As soon as he finished the last rep he ran to the lactate analyzer, took a pinprick and analyzed it.
The result: 2.2mmol/L
In science-y terms, that's almost nothing. A max effort running power test will typically drive blood lactate up to 12-20 mmol/L.
This project can be a mentally difficult, tedious way to produce some incredible changes in body composition or work capacity. Several subjects lost as much fat in ten days as most people expect to lose in a month on a dedicated fat loss plan, and they did it while gaining lean mass. To do this, they stuck with anaerobic sets and did all 1,000 daily reps in one or two workouts.
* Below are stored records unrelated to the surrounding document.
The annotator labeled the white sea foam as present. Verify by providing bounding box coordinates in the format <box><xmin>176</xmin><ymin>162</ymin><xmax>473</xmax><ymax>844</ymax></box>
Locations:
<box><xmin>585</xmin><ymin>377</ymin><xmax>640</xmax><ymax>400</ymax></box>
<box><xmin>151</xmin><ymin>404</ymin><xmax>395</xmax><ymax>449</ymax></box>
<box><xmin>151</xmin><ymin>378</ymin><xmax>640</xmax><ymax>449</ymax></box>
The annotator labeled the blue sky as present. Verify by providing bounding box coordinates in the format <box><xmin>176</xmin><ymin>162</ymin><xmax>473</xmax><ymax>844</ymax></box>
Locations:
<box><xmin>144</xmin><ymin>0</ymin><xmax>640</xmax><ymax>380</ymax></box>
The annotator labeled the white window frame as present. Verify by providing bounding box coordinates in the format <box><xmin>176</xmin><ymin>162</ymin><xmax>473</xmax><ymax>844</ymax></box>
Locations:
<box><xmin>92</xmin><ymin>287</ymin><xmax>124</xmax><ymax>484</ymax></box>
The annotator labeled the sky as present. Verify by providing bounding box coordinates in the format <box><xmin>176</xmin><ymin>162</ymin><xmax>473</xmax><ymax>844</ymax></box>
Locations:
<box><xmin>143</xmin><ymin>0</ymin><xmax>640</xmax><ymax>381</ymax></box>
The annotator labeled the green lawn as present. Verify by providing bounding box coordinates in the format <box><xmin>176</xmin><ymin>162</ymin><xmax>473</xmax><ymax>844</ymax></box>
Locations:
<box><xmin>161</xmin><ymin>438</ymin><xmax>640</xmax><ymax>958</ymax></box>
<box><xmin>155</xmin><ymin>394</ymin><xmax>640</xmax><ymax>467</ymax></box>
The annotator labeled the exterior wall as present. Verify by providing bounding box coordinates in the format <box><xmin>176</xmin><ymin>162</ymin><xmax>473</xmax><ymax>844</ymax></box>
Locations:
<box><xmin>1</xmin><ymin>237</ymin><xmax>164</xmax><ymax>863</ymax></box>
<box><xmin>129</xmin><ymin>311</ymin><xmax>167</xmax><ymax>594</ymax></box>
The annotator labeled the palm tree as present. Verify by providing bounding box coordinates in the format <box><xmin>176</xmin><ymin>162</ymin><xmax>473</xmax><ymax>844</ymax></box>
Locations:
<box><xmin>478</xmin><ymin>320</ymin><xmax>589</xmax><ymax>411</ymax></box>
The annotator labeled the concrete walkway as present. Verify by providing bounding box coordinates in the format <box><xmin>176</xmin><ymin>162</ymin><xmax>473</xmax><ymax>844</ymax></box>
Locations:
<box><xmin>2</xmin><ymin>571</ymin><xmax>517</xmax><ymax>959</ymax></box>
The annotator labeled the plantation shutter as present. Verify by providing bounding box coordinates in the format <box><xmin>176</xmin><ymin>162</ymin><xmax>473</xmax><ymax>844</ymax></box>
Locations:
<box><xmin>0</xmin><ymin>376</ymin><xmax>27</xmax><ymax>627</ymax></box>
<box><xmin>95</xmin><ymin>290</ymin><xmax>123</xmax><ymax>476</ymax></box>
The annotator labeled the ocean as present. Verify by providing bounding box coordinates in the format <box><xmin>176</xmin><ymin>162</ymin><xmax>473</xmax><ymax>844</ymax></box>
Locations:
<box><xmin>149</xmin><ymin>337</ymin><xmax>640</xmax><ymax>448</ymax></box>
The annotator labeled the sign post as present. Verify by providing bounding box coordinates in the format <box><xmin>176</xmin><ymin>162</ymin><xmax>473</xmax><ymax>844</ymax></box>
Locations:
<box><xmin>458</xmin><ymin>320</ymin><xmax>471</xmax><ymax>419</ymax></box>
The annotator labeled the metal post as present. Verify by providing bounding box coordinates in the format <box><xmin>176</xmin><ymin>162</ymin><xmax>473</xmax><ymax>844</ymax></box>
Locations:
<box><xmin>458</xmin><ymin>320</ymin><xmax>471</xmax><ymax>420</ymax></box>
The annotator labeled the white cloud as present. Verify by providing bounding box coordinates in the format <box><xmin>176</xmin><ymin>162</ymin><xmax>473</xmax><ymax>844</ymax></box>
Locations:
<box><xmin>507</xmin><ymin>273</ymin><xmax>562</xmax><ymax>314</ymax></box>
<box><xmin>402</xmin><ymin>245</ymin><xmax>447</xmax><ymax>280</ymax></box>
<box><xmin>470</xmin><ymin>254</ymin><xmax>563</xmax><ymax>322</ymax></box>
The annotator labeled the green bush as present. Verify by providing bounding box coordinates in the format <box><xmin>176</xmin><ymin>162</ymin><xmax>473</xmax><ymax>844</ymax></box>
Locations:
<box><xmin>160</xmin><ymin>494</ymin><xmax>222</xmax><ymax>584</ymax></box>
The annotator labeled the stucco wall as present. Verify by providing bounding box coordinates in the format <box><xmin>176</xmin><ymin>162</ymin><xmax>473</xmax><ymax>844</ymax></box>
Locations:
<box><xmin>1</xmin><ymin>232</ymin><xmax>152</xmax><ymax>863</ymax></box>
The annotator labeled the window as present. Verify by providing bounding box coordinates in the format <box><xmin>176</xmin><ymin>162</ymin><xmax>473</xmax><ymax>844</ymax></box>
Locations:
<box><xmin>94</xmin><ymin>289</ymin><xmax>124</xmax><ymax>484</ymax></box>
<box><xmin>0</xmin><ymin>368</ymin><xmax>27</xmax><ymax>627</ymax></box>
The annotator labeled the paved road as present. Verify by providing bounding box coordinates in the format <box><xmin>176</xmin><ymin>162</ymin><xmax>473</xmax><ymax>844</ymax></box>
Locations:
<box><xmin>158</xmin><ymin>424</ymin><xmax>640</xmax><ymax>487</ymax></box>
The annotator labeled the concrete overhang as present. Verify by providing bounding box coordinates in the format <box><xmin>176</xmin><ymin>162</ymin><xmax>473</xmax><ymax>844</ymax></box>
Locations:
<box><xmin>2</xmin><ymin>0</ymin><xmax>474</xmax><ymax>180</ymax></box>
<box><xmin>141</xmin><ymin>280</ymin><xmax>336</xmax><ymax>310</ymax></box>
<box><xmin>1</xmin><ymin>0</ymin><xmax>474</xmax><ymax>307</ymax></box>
James didn't see noticeable changes in body composition, although his performance level on swings and ability to buffer lactate improved remarkably.
A tentative conclusion would be that significant short-term body composition changes depend heavily on producing blood lactate (i.e. doing anaerobic work). This sits well with everything you've ever read about interval training, barbell complexes, EPOC, etc.
James agrees: "As far as I can tell, breathing ladders are simply too efficient for major body comp changes. Dan John wrote it down first – fat loss is inefficiency."
Finally, the lack of changes in inflammatory markers like C-reactive protein indicate that this sort of protocol can be done without doing much undue harm to the body, although HRV and waking heart rate fluctuations do show an impact and a de-load period would be warranted once it was over.
If you're going to try this experiment, you must be very proficient with kettlebells. If someone certified by a respectable organization like the RKC hasn't coached you, this probably isn't for you. If you walk into a gym with no experience, pick up a kettlebell and make a swing-ey motion like the picture in the magazine for ten thousand reps you'll destroy your back. Don't do it.
- The role of emotions on pacing strategies and performance in middle and long duration sport events. Baron, et al. Br J Sports Med 2011; 45:511-517 doi:10.1136/bjsm.2009.059964.
- Effect of deception of distance on prolonged cycling performance. Paterson and Marino. Percept Mot Skills, 2004 Jun; 98(3 Pt 1):1017-26.
- Regulation of Pacing Strategy during Athletic Competition. Koning, et al. PLoS One. 2011; 6(1): e15863.